Further analysis by the researchers demonstrated that the B cell lymphoma could have originated from a limited number of cells that multiplied abnormally and spread to other parts of the body.

The Orp3 knockout mouse model characterised in the study can be used to decode the molecular mechanisms used by drug-resistant cancer cells, Njeru says, signaling progress in finding a cancer cure.

The model opens an avenue for the de?nition of new therapeutic approaches to the prevention and treatment of human cancer.

Widespread debate

While there has been widespread debate on whether aneuploidy leads to cancer development or protection, the study confirmed this using an in vitro (culture-based experiments) as well as in vivo (experiment in living animals) that aneuploidy indeed leads to the development of cancer.

According to them, the mouse model will lead to new therapeutic approaches that can be applied in preventing and treating human B cell lymphoma.
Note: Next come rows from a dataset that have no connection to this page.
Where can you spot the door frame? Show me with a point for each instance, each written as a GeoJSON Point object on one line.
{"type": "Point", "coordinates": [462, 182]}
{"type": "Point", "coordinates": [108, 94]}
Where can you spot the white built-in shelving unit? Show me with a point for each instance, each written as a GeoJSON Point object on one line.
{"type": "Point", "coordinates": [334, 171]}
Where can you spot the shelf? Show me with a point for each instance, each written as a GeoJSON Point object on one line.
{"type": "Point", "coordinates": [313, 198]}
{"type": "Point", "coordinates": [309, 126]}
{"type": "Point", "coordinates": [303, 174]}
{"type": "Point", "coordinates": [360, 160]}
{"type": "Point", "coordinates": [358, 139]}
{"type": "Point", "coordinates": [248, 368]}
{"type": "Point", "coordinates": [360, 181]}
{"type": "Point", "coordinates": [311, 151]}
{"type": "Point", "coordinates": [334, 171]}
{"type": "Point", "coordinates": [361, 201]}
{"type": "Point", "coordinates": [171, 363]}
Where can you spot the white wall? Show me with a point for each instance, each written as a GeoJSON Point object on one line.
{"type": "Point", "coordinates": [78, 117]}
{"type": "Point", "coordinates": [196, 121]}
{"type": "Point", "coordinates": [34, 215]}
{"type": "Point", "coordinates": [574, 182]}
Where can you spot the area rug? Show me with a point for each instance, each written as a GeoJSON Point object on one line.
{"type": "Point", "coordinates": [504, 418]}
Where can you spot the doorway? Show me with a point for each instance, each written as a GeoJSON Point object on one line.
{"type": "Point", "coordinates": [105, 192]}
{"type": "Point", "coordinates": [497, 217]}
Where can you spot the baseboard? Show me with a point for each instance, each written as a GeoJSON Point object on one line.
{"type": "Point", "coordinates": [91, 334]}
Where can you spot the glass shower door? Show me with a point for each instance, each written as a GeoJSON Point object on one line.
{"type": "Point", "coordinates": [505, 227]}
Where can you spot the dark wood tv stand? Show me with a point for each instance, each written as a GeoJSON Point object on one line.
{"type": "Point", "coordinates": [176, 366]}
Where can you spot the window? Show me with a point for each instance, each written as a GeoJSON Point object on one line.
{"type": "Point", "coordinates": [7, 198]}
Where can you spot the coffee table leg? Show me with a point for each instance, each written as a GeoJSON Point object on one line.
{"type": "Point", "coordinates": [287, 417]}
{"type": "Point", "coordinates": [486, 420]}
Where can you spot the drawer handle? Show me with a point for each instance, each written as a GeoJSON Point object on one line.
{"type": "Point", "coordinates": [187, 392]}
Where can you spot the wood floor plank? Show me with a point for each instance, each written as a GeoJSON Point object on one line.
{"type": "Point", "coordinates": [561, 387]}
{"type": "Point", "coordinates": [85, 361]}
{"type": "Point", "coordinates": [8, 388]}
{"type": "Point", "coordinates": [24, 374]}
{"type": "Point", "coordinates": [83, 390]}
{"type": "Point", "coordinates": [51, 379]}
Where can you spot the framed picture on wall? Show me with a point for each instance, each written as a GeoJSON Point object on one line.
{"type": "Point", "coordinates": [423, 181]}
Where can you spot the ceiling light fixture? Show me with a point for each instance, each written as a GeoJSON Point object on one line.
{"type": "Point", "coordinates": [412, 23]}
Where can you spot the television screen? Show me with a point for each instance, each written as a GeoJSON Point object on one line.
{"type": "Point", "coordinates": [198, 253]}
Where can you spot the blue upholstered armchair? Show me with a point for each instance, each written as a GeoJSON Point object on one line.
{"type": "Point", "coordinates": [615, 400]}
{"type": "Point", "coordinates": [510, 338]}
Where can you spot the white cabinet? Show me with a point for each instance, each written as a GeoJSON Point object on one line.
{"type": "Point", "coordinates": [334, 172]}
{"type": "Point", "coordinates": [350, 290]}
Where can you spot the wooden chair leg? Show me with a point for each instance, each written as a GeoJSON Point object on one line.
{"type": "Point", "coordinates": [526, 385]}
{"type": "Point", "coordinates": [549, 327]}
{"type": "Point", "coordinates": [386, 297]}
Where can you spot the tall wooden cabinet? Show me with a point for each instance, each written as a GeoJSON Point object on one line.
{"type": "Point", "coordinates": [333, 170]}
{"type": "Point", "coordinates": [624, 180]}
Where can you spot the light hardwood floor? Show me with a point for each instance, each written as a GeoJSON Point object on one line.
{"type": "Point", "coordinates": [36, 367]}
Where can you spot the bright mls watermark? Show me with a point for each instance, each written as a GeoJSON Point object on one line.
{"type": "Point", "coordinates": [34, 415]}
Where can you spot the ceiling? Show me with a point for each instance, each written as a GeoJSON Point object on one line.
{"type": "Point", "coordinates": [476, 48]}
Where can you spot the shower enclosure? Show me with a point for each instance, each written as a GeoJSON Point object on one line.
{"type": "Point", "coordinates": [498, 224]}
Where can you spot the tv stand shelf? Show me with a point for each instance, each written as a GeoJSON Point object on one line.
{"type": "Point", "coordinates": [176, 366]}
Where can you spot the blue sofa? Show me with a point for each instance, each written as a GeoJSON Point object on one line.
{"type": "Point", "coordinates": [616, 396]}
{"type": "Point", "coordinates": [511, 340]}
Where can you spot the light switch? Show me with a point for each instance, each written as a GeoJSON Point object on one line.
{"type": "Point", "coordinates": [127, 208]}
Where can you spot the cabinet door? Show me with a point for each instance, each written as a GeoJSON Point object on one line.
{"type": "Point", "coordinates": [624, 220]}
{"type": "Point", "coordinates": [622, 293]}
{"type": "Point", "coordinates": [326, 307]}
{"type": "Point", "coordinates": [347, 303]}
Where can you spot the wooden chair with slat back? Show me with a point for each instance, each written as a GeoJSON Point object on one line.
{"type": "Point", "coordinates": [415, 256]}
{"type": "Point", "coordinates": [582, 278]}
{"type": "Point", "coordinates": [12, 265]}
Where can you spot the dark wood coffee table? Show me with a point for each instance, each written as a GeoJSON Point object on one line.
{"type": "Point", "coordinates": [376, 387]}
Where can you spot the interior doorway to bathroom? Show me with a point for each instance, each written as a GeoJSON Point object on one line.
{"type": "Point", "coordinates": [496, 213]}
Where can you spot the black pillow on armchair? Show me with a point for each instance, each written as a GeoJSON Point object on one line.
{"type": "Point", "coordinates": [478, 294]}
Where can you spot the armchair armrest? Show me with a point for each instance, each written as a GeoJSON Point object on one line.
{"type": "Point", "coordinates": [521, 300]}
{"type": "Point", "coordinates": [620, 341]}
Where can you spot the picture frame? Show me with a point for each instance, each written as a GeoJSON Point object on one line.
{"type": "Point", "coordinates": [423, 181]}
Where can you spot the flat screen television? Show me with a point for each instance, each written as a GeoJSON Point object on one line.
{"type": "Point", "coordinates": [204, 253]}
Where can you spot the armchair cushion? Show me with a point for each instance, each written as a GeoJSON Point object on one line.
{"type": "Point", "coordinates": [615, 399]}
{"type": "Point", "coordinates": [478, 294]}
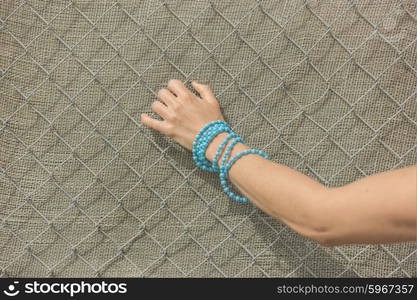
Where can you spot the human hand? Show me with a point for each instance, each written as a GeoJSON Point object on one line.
{"type": "Point", "coordinates": [183, 113]}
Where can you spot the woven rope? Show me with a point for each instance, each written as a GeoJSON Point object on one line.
{"type": "Point", "coordinates": [325, 87]}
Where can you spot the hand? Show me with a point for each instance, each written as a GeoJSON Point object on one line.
{"type": "Point", "coordinates": [183, 113]}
While many scientists across the world are involved in cancer research, Njeru says this particular study is different in a couple of ways.

“What was different from all other studies was identification of gene sets that had not been associated with cancer development,” he says.

His study was the first to show that the loss of ORP3 leads to the development of B cell lymphoma, as well as the first to demonstrate that genes not directly associated with cell division can indeed interfere with cell division, leading to the development of cancer.

Njeru conceived the research at the Leibniz Institute on Aging - Fritz Lipmann Institute (FLI) – in 2014 in Jena, Germany, being supervised by two professors.

But it was not until he joined the Friedrich-Schiller University for his doctorate studies.

“On joining the laboratory for my PhD studies, I worked on one of the top candidate genes (ORP3) identified in the screen. I characterised the phenotypic and molecular consequences of loss of ORP3 using cells manipulated by CRISPR/Cas9 technology and an Orp3 knockout mouse model,” he says.

Interestingly, Njeru not only introduced the technology among his research group but was also among the first scientists to learn and use the technology at the institute.

He anticipates that the research model will be critical in defining new therapeutic approaches that will be used to prevent and treat human B cell lymphoma.

He speculates that the model will be valuable in studying other types of cancer such as breast, bladder, testicular and pancreatic.